For this reason, it’s critical to get fast, realistic and experienced advice as early on in your case as possible to maximise your chances at getting the best possible outcome.
Good character references
A good character reference should be obtained from people who know you. This can include your employer, work colleagues, family, charity and even a letter of apology from you.
Each reference, if true, should express your remorse, insight, embarrassment and the good things the reference has seen you do in the past which will allow the Judge to further reduce your punishment. It can express your otherwise good character.
Our team of specialist criminal lawyers regularly read, review and provide detailed feedback on character references for their clients before each one is handed to the Judge to read. A powerful character reference can result in a more lenient punishment.
Negotiate to drop charges
Our senior specialist criminal lawyers have successfully convinced police to downgrade and even drop charges for over 20 years on countless occasions resulting in exceptional outcomes.
This can be achieved by carefully reading and analysing the police evidence, picking out all the gaps in the evidence before strategically approaching police with reasons why the charges should be dropped or downgraded to a less serous charge attracting a much more lenient punishment.
Negotiate facts
You can always negotiate the facts before and after a plea of guilty to aggravated break and enter charges. The benefit of this is tremendous because the leniency or seriousness of the punishment the Judge gives you will largely depend on the police facts which is usually initially drafted by the police and can often be one sided, not completely truthful putting you in the worst light.

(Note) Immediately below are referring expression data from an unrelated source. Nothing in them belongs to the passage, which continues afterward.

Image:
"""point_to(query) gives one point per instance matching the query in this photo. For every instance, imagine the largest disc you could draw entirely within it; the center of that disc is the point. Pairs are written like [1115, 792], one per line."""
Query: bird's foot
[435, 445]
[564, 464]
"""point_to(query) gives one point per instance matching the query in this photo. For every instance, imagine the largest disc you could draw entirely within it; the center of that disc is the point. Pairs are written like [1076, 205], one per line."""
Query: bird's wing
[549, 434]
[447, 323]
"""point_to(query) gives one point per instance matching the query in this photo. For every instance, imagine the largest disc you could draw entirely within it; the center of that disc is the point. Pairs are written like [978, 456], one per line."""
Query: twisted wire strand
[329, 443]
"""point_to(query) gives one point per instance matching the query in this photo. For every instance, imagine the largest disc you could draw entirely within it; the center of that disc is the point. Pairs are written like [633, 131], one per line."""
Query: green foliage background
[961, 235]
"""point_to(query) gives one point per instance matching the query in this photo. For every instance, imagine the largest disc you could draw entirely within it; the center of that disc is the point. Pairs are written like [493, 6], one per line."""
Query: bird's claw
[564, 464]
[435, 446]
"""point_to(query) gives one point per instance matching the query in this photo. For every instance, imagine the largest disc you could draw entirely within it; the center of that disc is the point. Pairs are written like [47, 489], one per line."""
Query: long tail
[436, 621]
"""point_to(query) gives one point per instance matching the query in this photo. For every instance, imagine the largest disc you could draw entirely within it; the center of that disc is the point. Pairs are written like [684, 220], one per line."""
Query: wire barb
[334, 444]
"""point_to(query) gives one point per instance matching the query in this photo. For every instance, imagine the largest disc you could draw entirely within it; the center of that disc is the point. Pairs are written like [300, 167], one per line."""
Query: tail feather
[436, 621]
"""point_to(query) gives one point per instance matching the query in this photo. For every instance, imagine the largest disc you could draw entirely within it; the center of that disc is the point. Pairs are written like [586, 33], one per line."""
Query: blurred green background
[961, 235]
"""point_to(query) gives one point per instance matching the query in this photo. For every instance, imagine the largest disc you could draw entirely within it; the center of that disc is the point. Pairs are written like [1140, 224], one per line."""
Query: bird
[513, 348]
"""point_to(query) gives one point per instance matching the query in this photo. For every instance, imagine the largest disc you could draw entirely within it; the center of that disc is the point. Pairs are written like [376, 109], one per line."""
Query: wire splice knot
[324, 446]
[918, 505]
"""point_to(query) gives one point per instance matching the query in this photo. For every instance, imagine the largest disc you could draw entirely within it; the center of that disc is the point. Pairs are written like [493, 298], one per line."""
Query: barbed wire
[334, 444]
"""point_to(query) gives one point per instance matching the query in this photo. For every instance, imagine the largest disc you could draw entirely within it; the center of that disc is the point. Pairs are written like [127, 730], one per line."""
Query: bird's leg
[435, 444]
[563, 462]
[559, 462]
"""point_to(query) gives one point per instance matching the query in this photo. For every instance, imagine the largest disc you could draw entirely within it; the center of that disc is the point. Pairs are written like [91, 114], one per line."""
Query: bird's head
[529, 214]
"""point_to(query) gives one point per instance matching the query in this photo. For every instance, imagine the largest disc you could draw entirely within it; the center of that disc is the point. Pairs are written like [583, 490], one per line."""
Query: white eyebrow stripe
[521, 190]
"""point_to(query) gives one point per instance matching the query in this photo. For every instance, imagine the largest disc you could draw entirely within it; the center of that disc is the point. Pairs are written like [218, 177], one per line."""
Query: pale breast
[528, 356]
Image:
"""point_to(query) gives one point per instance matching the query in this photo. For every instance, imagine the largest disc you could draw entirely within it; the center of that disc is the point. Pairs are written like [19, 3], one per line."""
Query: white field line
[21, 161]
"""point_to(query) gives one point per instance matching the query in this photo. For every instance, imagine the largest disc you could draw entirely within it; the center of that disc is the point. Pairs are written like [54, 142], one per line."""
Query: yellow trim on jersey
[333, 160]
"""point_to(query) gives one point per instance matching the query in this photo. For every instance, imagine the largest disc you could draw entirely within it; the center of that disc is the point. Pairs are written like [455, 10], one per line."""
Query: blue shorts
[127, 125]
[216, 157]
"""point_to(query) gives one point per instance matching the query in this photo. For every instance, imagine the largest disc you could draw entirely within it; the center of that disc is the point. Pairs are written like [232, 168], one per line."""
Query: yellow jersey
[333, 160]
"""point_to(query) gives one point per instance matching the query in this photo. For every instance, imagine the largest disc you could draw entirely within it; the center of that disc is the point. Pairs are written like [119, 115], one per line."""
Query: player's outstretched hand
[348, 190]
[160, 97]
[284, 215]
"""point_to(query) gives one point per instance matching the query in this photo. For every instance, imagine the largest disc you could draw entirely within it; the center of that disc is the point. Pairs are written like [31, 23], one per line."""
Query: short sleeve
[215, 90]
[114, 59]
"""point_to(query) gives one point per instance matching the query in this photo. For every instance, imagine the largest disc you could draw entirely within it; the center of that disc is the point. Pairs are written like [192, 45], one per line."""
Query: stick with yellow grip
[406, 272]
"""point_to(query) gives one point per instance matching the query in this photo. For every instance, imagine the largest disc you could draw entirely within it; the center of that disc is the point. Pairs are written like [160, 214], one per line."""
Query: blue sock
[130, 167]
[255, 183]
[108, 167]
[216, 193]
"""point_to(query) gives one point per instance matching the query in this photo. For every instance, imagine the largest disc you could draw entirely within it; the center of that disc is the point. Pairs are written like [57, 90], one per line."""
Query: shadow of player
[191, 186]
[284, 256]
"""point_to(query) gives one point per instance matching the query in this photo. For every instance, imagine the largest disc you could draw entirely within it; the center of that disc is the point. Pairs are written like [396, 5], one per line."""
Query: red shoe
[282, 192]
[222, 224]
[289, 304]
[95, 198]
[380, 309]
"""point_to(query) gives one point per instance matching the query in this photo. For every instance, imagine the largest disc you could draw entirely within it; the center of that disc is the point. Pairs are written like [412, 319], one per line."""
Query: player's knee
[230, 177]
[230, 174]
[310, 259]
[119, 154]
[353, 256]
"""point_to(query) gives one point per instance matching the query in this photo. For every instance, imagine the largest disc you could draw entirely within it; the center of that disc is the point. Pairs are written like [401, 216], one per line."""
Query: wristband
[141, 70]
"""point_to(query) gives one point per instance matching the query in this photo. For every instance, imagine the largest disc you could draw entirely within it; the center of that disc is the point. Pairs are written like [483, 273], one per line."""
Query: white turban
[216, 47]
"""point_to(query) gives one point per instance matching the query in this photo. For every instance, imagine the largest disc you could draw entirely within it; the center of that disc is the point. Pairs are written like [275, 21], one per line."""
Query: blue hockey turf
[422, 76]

By negotiating and changing the police facts for the Judge to read you can ensure it reflects the truth, and portray you in a better way. This can result in a significantly lighter punishment to you, avoiding prison.
Psychologist reports
It may be worth while getting a powerful court report from a expert psychologist or psychiatrist expressing your remorse, contrition, your perception of why you committed the offence and most importantly whether you were suffering a mental condition at the time of committing the offence which can significantly reduce your punishment, even avoid going to prison.
Our specialist criminal lawyers have hand selected the best leading psychologists and psychiatrists in Australia who produce powerful and compelling reports to the Judge. Your senior lawyer will refer you to the best suited expert required for your case, then tailor a number of detailed questions for the expert to answer and incorporate into your final report.
Maximum penalty
The maximum penalty that the District Court can impose for this offence is up to 14 years imprisonment. The Courts generally do not give out maximum punishments, in fact, the maximum is reserved for the most serious offenders. The courts like to avoid full time prison where possible and only impose prison as a measure of last resort. Below are other options of punishment the Judge can give.
Types of penalties
There are many penalty options available other than full time imprisonment.

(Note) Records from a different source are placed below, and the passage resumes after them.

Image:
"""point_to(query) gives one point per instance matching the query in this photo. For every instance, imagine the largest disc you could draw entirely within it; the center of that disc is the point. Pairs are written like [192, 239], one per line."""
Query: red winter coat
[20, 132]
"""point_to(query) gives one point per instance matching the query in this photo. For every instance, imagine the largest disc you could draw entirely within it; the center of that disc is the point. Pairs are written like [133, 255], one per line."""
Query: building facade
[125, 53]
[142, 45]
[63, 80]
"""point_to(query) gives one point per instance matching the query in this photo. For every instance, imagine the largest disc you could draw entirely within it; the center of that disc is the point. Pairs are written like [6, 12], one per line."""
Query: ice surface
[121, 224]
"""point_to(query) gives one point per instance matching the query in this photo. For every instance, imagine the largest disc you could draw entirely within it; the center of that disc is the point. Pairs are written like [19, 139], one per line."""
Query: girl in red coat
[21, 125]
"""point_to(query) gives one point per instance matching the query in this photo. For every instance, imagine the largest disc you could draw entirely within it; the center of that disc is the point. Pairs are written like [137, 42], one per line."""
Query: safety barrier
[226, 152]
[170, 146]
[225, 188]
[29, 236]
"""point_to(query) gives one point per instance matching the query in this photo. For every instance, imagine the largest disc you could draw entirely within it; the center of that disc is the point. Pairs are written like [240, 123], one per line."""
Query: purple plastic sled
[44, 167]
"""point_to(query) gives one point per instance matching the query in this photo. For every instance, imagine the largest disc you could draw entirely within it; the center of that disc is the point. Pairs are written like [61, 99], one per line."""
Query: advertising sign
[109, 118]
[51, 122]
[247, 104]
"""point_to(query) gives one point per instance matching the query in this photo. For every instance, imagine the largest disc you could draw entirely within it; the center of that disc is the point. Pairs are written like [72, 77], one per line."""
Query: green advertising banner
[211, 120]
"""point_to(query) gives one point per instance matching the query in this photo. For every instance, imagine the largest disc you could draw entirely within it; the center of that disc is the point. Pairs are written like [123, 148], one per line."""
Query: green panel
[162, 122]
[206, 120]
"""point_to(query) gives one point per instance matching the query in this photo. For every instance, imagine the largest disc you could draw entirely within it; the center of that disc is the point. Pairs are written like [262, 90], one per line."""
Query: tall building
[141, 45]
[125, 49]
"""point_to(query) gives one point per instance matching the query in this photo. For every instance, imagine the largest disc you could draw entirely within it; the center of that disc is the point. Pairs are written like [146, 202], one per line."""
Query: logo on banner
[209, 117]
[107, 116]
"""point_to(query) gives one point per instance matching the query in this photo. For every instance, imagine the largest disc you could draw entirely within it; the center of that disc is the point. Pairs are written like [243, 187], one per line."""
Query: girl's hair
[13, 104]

The type of punishment you end up getting depends mainly depends on the factors explained above.
Penalties the court can impose on you include any one of the following:
- Section 10 Dismissal
- Conditional Release Order
- Fine
- Community Correction Order
- Intensive Correction Order
- Full Time Imprisonment
Our highly experienced Sydney criminal defence lawyers are extremely well versed with the law on aggravated break and enter. They regularly appear in court with exceptional results, which include section 10 non convictions and getting charges dropped or downgraded. Their experience and determination have seen them attain a proven high success rate in and out of court with a focus on first negotiating to drop your charges.
FAQ
This is where you break and enter into a house or building where you then commit any criminal offence (as long as the offence you commit once inside is one that carries a penalty of 5 years or more imprisonment i.e. stealing), in circumstances of aggravation.